Bebía otra vez, como quien se sienta a conversar con la sombra interminable de su propio recuerdo. El vaso, tibio de tanto naufragio, brillaba a la luz amarillenta de la taberna, y el humo —prestado, ajeno— dibujaba en el aire las volutas de un tiempo más noble. Aquella noche, como tantas, hacía rondas sin rumbo, aceptando invitaciones de desconocidos, tentando al destino con la cortesía cansada de quien se sabe derrotado y, aun así, sigue haciendo reverencias.
—¿Otro trago?— preguntaban.
Y yo, pobre caballero desarbolado, asentía. No por sed, sino por nostalgia.
Porque beber no era beber: era rezar. Era implorar al silencio que, por caridad, pronuncie tu nombre.
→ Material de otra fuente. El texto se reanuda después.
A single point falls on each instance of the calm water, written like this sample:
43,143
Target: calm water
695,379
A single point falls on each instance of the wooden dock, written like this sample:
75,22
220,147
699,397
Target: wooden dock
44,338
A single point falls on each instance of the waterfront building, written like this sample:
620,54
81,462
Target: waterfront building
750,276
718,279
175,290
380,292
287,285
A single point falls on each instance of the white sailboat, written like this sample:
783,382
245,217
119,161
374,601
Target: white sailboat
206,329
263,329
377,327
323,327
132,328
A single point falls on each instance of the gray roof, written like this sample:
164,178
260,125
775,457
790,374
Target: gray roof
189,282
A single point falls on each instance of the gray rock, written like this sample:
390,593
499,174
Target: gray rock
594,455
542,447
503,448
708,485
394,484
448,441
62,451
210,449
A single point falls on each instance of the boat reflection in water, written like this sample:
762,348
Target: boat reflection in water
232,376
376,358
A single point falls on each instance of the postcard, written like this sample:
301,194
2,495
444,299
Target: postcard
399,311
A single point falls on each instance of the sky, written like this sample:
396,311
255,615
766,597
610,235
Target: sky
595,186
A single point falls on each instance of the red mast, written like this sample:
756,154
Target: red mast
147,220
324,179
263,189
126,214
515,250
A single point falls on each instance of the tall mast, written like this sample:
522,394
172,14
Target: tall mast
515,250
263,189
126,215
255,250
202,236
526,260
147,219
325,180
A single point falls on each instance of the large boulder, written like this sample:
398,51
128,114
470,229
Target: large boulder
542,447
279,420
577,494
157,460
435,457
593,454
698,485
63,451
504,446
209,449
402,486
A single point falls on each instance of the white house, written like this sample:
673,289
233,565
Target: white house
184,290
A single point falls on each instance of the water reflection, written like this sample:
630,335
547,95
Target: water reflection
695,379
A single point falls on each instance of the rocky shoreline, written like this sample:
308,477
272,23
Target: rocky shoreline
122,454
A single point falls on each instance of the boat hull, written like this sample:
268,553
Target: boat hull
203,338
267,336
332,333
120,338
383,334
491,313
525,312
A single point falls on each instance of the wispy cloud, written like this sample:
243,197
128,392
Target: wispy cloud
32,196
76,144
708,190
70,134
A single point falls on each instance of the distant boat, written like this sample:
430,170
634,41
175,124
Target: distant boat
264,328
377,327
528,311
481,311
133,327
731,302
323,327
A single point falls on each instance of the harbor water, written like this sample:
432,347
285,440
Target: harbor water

Era llevar a los labios ese amargo sacramento que promete olvido y sólo ofrece memoria.
Hablé, incluso, con algún bromista de sombrero ladeado, conté chanzas viejas y poco graciosas, esperando arrancar alguna carcajada que despejara mi espíritu. Pero nadie ríe del corazón roto; a lo más, se vuelve la mirada, se remueven las monedas, se brinda sin ganas.
Y, entre sorbo y sorbo, aguardé tu aparición —como se espera a la aurora en víspera de tormenta— sabiendo bien que no vendrías. Porque al final de todas las fiestas, después de los brindis y las patadas del destino, queda esta pobre alma, pequeña y confundida, abrazada al sueño derrotado de lo que un día fue amor.